Abstract
Sézary syndrome (SS) is an aggressive cutaneous T-cell lymphoma with poor survival. We performed a retrospective review of SS patients at Emory University from 1990 to 2020. We collected data on race, clinical characteristics, therapy, and social determinants of health. Clinical endpoints were overall survival (OS) and time to next treatment (TTNT). Univariate association and multivariable analyses were assessed by Cox proportional hazards models. Among 62 patients, 45.2% were AA. The median OS and TTNT were 3.1 years and 6.3 months, respectively, with no difference by race. AA patients had a higher median baseline LDH (360 vs. 232, p = 0.002) and a longer delay in initiation of systemic therapy compared to CC patients (3.17 vs. 2.14 months, p = 0.039), but a shorter commute (<10 miles) and no difference in insurance coverage (p = 0.260).
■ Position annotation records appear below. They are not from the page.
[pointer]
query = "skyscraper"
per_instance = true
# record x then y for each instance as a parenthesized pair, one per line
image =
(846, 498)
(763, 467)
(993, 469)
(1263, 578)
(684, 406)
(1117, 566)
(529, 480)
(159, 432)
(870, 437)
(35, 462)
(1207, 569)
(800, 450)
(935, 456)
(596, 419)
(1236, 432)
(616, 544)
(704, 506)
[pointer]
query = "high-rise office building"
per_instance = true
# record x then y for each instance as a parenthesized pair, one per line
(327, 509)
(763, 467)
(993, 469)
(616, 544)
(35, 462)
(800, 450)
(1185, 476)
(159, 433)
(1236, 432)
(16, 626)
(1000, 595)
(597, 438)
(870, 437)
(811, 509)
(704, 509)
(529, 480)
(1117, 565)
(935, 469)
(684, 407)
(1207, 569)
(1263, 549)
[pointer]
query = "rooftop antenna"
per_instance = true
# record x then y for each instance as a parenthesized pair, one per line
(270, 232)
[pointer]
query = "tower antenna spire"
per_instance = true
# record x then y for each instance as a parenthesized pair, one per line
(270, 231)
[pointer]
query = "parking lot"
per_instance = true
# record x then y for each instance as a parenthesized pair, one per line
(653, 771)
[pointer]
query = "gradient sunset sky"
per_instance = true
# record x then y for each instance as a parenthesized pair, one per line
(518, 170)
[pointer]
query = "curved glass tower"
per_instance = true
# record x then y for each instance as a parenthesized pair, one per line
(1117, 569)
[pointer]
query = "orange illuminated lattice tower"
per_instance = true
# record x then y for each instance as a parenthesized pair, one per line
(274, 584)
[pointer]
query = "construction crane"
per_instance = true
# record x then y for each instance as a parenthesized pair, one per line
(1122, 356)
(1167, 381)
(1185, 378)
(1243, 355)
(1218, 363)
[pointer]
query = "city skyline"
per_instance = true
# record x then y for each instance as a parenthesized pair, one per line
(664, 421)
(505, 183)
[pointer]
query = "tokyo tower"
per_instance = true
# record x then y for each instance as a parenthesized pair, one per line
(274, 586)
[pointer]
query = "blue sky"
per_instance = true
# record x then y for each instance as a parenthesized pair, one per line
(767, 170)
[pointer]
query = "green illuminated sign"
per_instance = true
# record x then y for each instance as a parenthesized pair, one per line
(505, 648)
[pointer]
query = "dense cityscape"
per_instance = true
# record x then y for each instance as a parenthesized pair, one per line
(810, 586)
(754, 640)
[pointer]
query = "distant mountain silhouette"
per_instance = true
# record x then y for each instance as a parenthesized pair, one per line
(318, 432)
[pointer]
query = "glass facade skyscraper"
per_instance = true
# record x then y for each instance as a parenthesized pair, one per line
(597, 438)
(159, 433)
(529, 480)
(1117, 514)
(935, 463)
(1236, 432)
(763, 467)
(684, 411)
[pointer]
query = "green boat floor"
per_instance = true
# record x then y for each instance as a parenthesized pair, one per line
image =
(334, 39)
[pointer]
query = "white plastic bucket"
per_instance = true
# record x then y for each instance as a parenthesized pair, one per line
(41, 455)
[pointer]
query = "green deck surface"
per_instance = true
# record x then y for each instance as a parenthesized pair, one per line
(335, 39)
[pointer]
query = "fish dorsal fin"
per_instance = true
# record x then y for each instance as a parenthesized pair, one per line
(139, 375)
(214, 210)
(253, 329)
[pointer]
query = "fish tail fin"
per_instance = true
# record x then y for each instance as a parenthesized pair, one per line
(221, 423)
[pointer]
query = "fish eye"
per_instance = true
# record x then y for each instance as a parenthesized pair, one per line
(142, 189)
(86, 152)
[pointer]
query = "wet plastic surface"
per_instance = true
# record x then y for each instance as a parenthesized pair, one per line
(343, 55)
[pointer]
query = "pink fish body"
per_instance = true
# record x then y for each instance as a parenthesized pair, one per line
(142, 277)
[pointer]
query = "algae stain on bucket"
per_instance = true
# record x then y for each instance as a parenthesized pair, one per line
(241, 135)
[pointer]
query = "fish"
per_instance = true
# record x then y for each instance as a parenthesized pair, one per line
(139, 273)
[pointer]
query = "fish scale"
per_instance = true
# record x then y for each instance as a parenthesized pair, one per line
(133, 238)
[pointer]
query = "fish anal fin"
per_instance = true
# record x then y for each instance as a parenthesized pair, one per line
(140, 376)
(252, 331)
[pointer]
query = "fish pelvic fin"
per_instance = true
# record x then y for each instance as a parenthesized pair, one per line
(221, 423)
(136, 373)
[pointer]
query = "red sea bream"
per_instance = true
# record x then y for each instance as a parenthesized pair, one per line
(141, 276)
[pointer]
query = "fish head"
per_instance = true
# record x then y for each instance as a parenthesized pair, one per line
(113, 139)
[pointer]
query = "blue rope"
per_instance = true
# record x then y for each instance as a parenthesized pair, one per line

AA patients at an academic center had unique clinical features and treatment patterns, but similar survival to CC SS patients.
Ethical approval
This study was reviewed and approved by IRB; approval # 0001489.
Presentations
Data presented in this manuscript were published as an abstract at the 2020 American Society of Hematology Annual Meeting.
Disclosure statement
DJM, SG, and JS report no conflicts, MJL reports advisory board and honorarium from Kyowa Kirin, and PBA reports advisory board and research funding from Kyowa Kirin.
Data availability statement
Data were available within the article or its supplementary materials.